“Drawing Class” 08.12.22

For many years, I thought that the laziness and procrastination I experienced was my fault. I thought I was just “not in the mood” to get off the couch, to tear my eyes from the television, to dig myself out of a book. I was distracting myself from denial and crippling anxiety. I thought I was somewhat depressed when my feet didn’t touch the floor in the morning. Often, the facts are intangible; my mood disorder was at play.

More than two decades passed before I grasped the whole situation. My therapist informed me that I was not clinically “in the mood.” It is due in part to my mood disorder. Sometimes I feel lazy. Sometimes I feel overwhelmed by stress and resort to procrastination. I know it sounds unbelievable, but the truth sinks in and the excuse becomes reality. My dog ate my homework.

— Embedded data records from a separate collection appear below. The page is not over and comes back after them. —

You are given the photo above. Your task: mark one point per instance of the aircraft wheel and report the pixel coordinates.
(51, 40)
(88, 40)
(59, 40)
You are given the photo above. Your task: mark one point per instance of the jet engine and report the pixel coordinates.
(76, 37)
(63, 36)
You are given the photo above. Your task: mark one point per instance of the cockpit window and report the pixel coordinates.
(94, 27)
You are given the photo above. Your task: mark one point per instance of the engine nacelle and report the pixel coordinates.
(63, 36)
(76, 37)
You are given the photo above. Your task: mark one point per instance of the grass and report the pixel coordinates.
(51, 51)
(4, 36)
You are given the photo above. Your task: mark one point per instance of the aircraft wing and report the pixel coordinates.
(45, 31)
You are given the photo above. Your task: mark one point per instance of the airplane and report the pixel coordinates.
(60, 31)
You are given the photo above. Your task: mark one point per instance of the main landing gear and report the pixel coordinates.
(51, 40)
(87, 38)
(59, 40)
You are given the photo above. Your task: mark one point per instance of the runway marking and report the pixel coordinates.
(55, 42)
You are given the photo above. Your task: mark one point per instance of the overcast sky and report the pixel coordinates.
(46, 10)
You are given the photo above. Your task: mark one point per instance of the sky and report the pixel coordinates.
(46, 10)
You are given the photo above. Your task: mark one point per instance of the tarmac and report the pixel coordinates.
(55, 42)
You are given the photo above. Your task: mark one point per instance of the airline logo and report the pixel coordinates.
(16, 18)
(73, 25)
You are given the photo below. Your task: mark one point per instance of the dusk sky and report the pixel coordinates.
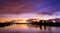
(29, 9)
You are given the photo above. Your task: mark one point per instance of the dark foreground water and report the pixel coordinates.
(28, 28)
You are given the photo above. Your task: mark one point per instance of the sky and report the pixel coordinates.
(29, 9)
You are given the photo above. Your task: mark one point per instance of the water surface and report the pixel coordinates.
(28, 28)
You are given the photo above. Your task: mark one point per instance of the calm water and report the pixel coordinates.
(28, 28)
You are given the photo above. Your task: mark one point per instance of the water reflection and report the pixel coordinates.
(29, 28)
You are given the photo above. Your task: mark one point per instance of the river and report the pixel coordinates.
(29, 28)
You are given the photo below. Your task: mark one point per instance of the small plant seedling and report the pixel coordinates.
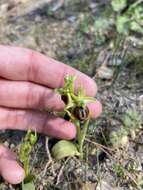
(24, 156)
(76, 111)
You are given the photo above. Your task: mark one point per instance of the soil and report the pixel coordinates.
(59, 29)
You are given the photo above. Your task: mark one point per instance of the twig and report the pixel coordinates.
(50, 162)
(102, 147)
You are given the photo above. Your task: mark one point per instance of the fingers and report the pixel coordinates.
(24, 64)
(10, 170)
(17, 94)
(35, 120)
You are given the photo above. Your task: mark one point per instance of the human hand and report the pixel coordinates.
(27, 83)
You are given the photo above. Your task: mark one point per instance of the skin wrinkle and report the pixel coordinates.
(32, 73)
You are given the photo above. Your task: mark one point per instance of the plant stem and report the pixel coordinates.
(81, 138)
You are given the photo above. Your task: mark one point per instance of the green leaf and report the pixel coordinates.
(122, 24)
(134, 26)
(118, 5)
(64, 149)
(28, 186)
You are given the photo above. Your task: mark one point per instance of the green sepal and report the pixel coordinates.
(64, 149)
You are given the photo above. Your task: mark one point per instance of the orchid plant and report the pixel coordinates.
(76, 111)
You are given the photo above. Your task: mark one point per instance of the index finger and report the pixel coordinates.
(28, 65)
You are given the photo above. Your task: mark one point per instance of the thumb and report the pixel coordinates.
(10, 170)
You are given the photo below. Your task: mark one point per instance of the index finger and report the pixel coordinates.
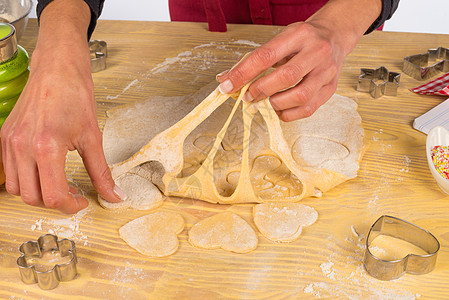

In college, while strenuously attempting to graduate, I failed my drawing class twice. Part of the reason was my immense difficulty with perspective and reality. Those monsters follow me everywhere. However; there were other forces causing me to suffocate under my sketch book. I was filled with anxiety before I entered the classroom. It worsened as I set foot inside. I continued to try, fail, stand up and try again. I could not win, so I began to skip class. When I reached this point, the dread settled deep in the recesses of my mind and body. Just one day, right? Just one class? I was a commuter student. I lived at home and drove thirty minutes to college every day, depending on my class schedule. Sometimes, I would drive to the school for the sole purpose of attending my drawing class. Sometimes I made it into the building. Occasionally I made it down the hall. To the door. Peeked in. When I recalled how many lessons I had missed, my stomach filled with angry bats. I turned around and drove home. This behavior continued for months, so I failed my drawing class twice. I was so “out of the mood” that my body was stuck in quicksand so deep I could barely breathe. I still have bouts with my mood disorder and have “lazy” days. I am surprised and proud that I graduated, however; I did not graduate with a credit from my drawing class.